If investors meet the minimum requirements, they can invest in a full range of no-load funds without any transaction costs. Some may even waive short-term redemption penalties, minimum holding periods and excess trading limits. But make sure you know before you start investing in them.
A Trashy ETF
The Market Vectors Environmental Services ETF (EVX) ETF was born last October and has stayed in the top 11% of mid-cap blend funds year-to-date, according to Morningstar Research. This ETF tracks waste management companies in the Amex Environmental Services Index and is up 15.2% year-to-date.The biggest holdings in this Van Eck ETF are Veolia Environnment (VE) at 10.2%, Suez (SZE) at 10.2%, and Republic Services (RSG) at 10.0%, reports Jesse Emspak for Investor's Business Daily. Who can call this ETF trashy now?
August ETF Activity
ETF experienced a lot of activity in August. ETF Insider's ETF 50 Index, which represents the asset-weighted price performance of the 50 largest ETFs, accounted for 80.7% of total ETF assets, reports Aaron Siegel for Investment News.It increased by 0.6% in August after declines two months in a row. The gains might have been larger, but 48% of the SPDRs (SPY), which is the largest ETF, were sold short during the month. It gained 1.3% during August. According to ETF Insider the following were ETF winners and losers for August:
PowerShares QQQ(QQQQ) - up 2.95% iShares FTSE/Xinhau China 25 (FXI) - up 7.60% iShares Cohen & Steers Realty Majors (ICF) - up 6.37% Anyone who shorted SPDRs ETFs iShares MSCI Japan Index (EWJ) - down 2.49% iShares MSCI Brazil Index (EWZ) - down 3.66%
Wide Trading Spreads
The latest market swing has uncovered a caution to consider when investing in ETFs. It appears that wide trading spreads are a problem because ETFs trade on exchanges like stocks. "Bid-ask" spreads are the gaps between the price buyers are willing to pay and sellers are willing to accept. A wide spread can take away from an investment, and they are an unanticipated cost.The popular, widely traded ETFs haven't been susceptible but the specialty, niche products have. Diya Gullapalli for The Wall Street Journal explains that just as spreads on regular stocks vary, they do so with ETFs as well. Investors, of course, want the smallest spreads possible.

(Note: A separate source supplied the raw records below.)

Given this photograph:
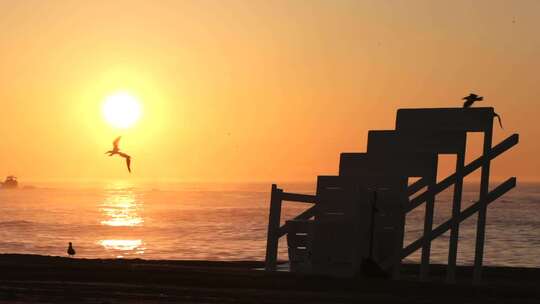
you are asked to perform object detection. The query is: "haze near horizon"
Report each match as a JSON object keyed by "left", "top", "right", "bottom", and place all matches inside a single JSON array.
[{"left": 0, "top": 1, "right": 540, "bottom": 182}]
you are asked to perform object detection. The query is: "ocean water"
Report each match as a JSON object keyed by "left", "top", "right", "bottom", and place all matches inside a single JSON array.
[{"left": 0, "top": 182, "right": 540, "bottom": 267}]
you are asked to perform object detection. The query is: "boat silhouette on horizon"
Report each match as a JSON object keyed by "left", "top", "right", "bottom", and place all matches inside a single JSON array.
[{"left": 2, "top": 175, "right": 19, "bottom": 189}]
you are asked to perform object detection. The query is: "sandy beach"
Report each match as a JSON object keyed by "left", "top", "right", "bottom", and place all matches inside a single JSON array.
[{"left": 0, "top": 254, "right": 540, "bottom": 303}]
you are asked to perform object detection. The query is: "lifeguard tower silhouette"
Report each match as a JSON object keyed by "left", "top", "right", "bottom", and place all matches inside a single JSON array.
[{"left": 265, "top": 108, "right": 519, "bottom": 282}]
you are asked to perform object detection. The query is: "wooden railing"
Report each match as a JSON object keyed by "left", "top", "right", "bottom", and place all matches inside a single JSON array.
[{"left": 265, "top": 134, "right": 519, "bottom": 282}]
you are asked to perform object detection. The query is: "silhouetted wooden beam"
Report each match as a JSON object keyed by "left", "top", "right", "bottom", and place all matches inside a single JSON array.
[
  {"left": 265, "top": 184, "right": 283, "bottom": 271},
  {"left": 446, "top": 138, "right": 468, "bottom": 283},
  {"left": 382, "top": 177, "right": 516, "bottom": 268},
  {"left": 278, "top": 206, "right": 316, "bottom": 237},
  {"left": 405, "top": 134, "right": 519, "bottom": 213},
  {"left": 473, "top": 122, "right": 493, "bottom": 283},
  {"left": 281, "top": 192, "right": 317, "bottom": 204},
  {"left": 407, "top": 177, "right": 428, "bottom": 196},
  {"left": 396, "top": 107, "right": 494, "bottom": 132}
]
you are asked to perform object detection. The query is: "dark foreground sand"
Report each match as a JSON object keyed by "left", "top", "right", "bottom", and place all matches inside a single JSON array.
[{"left": 0, "top": 254, "right": 540, "bottom": 304}]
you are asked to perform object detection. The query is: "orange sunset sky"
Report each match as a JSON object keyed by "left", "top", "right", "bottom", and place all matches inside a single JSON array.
[{"left": 0, "top": 0, "right": 540, "bottom": 182}]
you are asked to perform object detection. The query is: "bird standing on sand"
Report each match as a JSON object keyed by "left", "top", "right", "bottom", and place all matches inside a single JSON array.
[
  {"left": 105, "top": 136, "right": 131, "bottom": 173},
  {"left": 462, "top": 93, "right": 484, "bottom": 108},
  {"left": 68, "top": 242, "right": 75, "bottom": 257}
]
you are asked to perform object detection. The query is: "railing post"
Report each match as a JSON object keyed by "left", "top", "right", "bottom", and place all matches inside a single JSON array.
[
  {"left": 446, "top": 135, "right": 467, "bottom": 283},
  {"left": 265, "top": 184, "right": 283, "bottom": 271},
  {"left": 420, "top": 172, "right": 437, "bottom": 280},
  {"left": 473, "top": 123, "right": 493, "bottom": 283},
  {"left": 392, "top": 202, "right": 406, "bottom": 280}
]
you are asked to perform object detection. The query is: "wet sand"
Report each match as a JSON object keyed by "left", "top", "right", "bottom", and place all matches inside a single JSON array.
[{"left": 0, "top": 254, "right": 540, "bottom": 304}]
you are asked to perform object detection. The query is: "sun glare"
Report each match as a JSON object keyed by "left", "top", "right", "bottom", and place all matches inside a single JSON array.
[{"left": 103, "top": 92, "right": 141, "bottom": 129}]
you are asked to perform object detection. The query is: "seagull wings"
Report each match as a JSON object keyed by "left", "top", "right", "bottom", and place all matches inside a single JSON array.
[{"left": 113, "top": 136, "right": 122, "bottom": 151}]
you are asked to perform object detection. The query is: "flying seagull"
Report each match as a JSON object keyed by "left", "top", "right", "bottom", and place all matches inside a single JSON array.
[
  {"left": 68, "top": 242, "right": 75, "bottom": 257},
  {"left": 105, "top": 136, "right": 131, "bottom": 173},
  {"left": 493, "top": 112, "right": 504, "bottom": 129},
  {"left": 462, "top": 93, "right": 484, "bottom": 108}
]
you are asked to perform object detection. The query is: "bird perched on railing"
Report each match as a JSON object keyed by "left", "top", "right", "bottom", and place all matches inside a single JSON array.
[
  {"left": 67, "top": 242, "right": 75, "bottom": 257},
  {"left": 105, "top": 136, "right": 131, "bottom": 173},
  {"left": 462, "top": 93, "right": 484, "bottom": 108}
]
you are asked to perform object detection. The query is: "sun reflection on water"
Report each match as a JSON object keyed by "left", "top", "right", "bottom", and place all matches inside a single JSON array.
[
  {"left": 100, "top": 184, "right": 144, "bottom": 227},
  {"left": 98, "top": 183, "right": 146, "bottom": 258}
]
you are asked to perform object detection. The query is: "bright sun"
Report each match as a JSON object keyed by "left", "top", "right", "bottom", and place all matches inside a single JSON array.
[{"left": 103, "top": 92, "right": 141, "bottom": 129}]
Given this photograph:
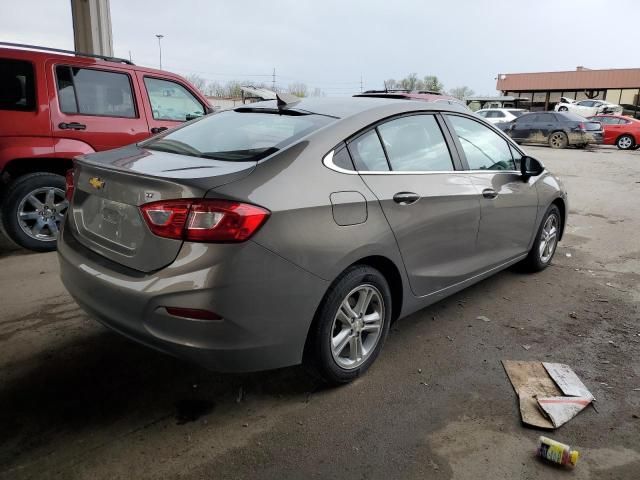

But if you happen to be selling, and it's on a day the market is deteriorating, you have to choose between accepting the bigger spread, or risking a bigger loss by sitting on the sidelines. The issue could worsen as hundreds of new ETFs are in the pipeline. Many will focus on narrow market niches, so beware. Low trading activity can contribute to wider spreads too.